Pada tulisan ini kita akan memaparkan ringkasan seputar katalis dan mengapa keberadaannya begitu penting di bidang kimia, terutama dalam reaksi kimia. Reaksi dapat dikatakan menjadi inti dari segala pembahasan dalam ilmu kimia. Berdasarkan prinsip Le Châtelier, kita dapat melakukan beberapa variasi untuk mengatur laju reaksi seperti:
- Pengaturan suhu reaksi.
- Pengaturan konsentrasi reaktan atau dengan memindahkan (remove) produk dari sistem secara simultan sehingga kesetimbangan reaksi bergeser ke kanan.
- Pengaturan kadar pH.
- Penambahan katalis pada reaksi.
Katalis dapat diartikan sebagai suatu zat atau substansi yang mampu mempercepat jalannya reaksi. Ketika suatu reaksi kimia terjadi, Sykes (1972) menyatakan bahwa terdapat faktor-faktor yang menentukan seberapa jauh (how far) suatu reaksi dapat berlangsung dan seberapa cepat (how fast) reaksi tersebut terjadi. Frasa how far merepresentasikan sudut pandang termodinamika sedangkan frasa how fast merupakan kajian kinetika reaksi. Keberadaan katalis dalam suatu reaksi akan memengaruhi nilai laju suatu reaksi sehingga cenderung merupakan kajian kinetika.

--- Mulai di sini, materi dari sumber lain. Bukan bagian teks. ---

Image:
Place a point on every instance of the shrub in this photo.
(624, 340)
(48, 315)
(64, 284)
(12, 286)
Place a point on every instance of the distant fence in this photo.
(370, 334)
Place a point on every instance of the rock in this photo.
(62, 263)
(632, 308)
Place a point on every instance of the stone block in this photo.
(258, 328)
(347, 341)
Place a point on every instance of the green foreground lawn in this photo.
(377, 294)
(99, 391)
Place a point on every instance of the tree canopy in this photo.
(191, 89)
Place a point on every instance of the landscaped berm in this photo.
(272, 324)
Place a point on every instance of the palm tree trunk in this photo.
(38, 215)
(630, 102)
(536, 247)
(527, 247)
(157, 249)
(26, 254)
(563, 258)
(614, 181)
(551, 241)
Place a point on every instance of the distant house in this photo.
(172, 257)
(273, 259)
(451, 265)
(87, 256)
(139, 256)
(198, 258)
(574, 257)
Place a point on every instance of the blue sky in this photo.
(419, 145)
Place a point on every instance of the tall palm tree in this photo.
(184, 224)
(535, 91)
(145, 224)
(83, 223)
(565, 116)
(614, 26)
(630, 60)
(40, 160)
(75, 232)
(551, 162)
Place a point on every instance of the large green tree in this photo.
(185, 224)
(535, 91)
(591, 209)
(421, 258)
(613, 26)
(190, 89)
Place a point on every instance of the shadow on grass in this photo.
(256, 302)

Percepatan laju reaksi terjadi karena nilai energi aktivasi suatu reaksi menjadi lebih rendah sehingga nilai energy barrier (perintang energi) suatu reaksi menjadi lebih mudah dicapai. Nilai energi aktivasi untuk melammerupakan suatu nilai minimal yang harus dimiliki oleh molekul agar dapat berubah menjadi produk. Namun, apakah yang menyebabkan nilai energi aktivasi ini menjadi lebih rendah? Seperti apakah jelasnya peran katalis dalam mempercepat laju reaksi?
Penurunan energi aktivasi sebenarnya merupakan sebuah akibat karena pada titik keadaan transisi, senyawa reaktan berinteraksi dengan katalis. Interaksi ini dapat menghasilkan penurunan energi sehingga memengaruhi turunnya energi aktivasi suatu reaksi. Ketika nilai energi aktivasi reaksi menjadi lebih rendah, molekul menjadi lebih mudah untuk melewati batasan tersebut. Selain itu, probabilitas jumlah molekul yang mampu melewati barrier menjadi lebih banyak.

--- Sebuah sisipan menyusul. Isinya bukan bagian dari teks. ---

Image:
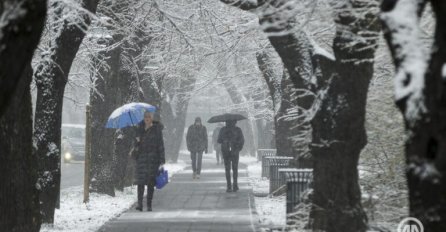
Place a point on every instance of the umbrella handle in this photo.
(130, 115)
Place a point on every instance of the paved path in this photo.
(194, 205)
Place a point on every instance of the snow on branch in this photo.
(403, 35)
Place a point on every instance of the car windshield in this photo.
(72, 132)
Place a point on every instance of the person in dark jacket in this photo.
(149, 157)
(215, 144)
(197, 143)
(232, 141)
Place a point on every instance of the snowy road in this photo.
(72, 174)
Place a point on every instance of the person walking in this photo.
(232, 141)
(197, 143)
(215, 144)
(149, 157)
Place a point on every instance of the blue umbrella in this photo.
(128, 115)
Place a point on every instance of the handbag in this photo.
(161, 179)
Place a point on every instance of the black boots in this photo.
(149, 205)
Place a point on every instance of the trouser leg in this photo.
(150, 191)
(235, 159)
(140, 194)
(193, 156)
(227, 161)
(199, 160)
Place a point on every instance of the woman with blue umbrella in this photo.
(149, 146)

Katalis secara umum dapat diklasifikasikan menjadi katalis homogen dan katalis heterogen. Katalis homogen merupakan katalis yang wujudnya satu fase dengan reaktan. Jika fase reaktan berupa fluida cair, fase katalis juga berupa cairan. Katalis heterogen memiliki fase yang berbeda dengan wujud reaktannya. Apabila wujud reaktan yang kita miliki berfase cairan, fase katalis biasanya berwujud padatan.

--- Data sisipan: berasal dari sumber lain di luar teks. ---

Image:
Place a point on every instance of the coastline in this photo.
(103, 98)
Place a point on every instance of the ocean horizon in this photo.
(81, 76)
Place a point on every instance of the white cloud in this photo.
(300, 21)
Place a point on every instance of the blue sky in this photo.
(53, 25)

Katalis yang bersifat satu fase dengan reaktannya memungkinkan interaksi antara reaktan dan katalis menjadi lebih sering terjadi. Namun, biasanya sistem seperti ini agak menyulitkan kita ketika harus melakukan pemurnian produk yang dihasilkan. Katalis heterogen sedikit unggul dalam hal pemisahan antara produk reaksi dan katalis itu sendiri. Akan tetapi, hal yang harus dipertimbangkan ketika menggunakan katalis dengan fase padatan adalah probabilitas interaksi antara substansi katalis dan senyawa reaktan. Luas permukaan katalis harus besar untuk meningkatkan probabilitas terjadinya interaksi. Biasanya, hal ini diatasi dengan cara memperkecil ukuran partikel katalis hingga ukuran nano.
Beberapa macam katalis
1. Katalis Logam
Beberapa unsur logam transisi dalam bentuk ionnya dapat digunakan untuk berbagai katalis dalam berbagai reaksi kimia. Freeman dkk. (2010) menyatakan bahwa penyaringan gas karbon dioksida oleh senyawa yang memiliki gugus amina dapat terkatalisis unsur seperti logam Fe (II), Ni (II), serta Cr (III). Katalis logam juga dapat diterapkan untuk reaksi sintesis organik. Mardjan dkk. (2016) menggunakan katalis Cu (I) dalam sintesis senyawa pulchellalactam yang memiliki aktivitas sebagai antibiotik dengan reaksi multikomponen dengan hasil yang cukup baik.
2. Biokatalis
Sebenarnya jika tubuh manusia dianalogikan suatu mesin, tubuh manusia dapat dianggap sebagai “mesin” yang efisien. Hal ini dikarenakan begitu banyaknya reaksi kimia yang dibantu oleh biokatalis atau lebih dikenal dengan sebutan enzim. Contoh kecilnya seperti amilase pada organ mulut yang berperan dalam proses pencernaan makanan. Walaupun dapat juga diaplikasikan di industri produk dan proses (Egmond dan Van Bemmel, 1997), enzim lipase dapat menjadi katalis reaksi esterifikasi (Zu dan Ward, 1993), serta reaksi lainnya seperti hidrolisis, transesterifikasi, alkoholisis, asidolisis, dan aminolisis (Paques dan Macedo, 2006). Seiring dengan majunya teknologi, pengembangan enzim kini dapat dibantu oleh pemodelan di bidang kimia komputasi dalam studi teoretisnya (Alfiyah, 2018b).
3. Fotokatalis
Fotokatalis dapat dipahami sebagai material yang mampu menyerap cahaya, memproduksi pasangan elektron-hole sehingga terjadi interaksi antara senyawa reaktan dan fotokatalis. Pada akhir reaksi material fotokatalis terbentuk kembali dan dapat digunakan untuk reaksi selanjutnya.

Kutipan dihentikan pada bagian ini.